Factory for
HyphenationCompoundWordTokenFilter.
This factory accepts the following parameters:
hyphenator
(mandatory): path to the FOP xml hyphenation pattern. See http://offo.sourceforge.net/hyphenation/. encoding
(optional): encoding of the xml hyphenation file. defaults to UTF-8. dictionary
(optional): dictionary of words. defaults to no dictionary. minWordSize
(optional): minimal word length that gets decomposed. defaults to 5. minSubwordSize
(optional): minimum length of subwords. defaults to 2. maxSubwordSize
(optional): maximum length of subwords. defaults to 15. onlyLongestMatch
(optional): if true, adds only the longest matching subword to the stream. defaults to false.
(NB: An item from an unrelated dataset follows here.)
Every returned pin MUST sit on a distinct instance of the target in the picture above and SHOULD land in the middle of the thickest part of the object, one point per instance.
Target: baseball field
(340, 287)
<fieldType name="text_hyphncomp" class="solr.TextField" positionIncrementGap="100"> <analyzer> <tokenizer class="solr.WhitespaceTokenizerFactory"/> <filter class="solr.HyphenationCompoundWordTokenFilterFactory" hyphenator="hyphenator.xml" encoding="UTF-8" dictionary="dictionary.txt" minWordSize="5" minSubwordSize="2" maxSubwordSize="15" onlyLongestMatch="false"/> </analyzer> </fieldType>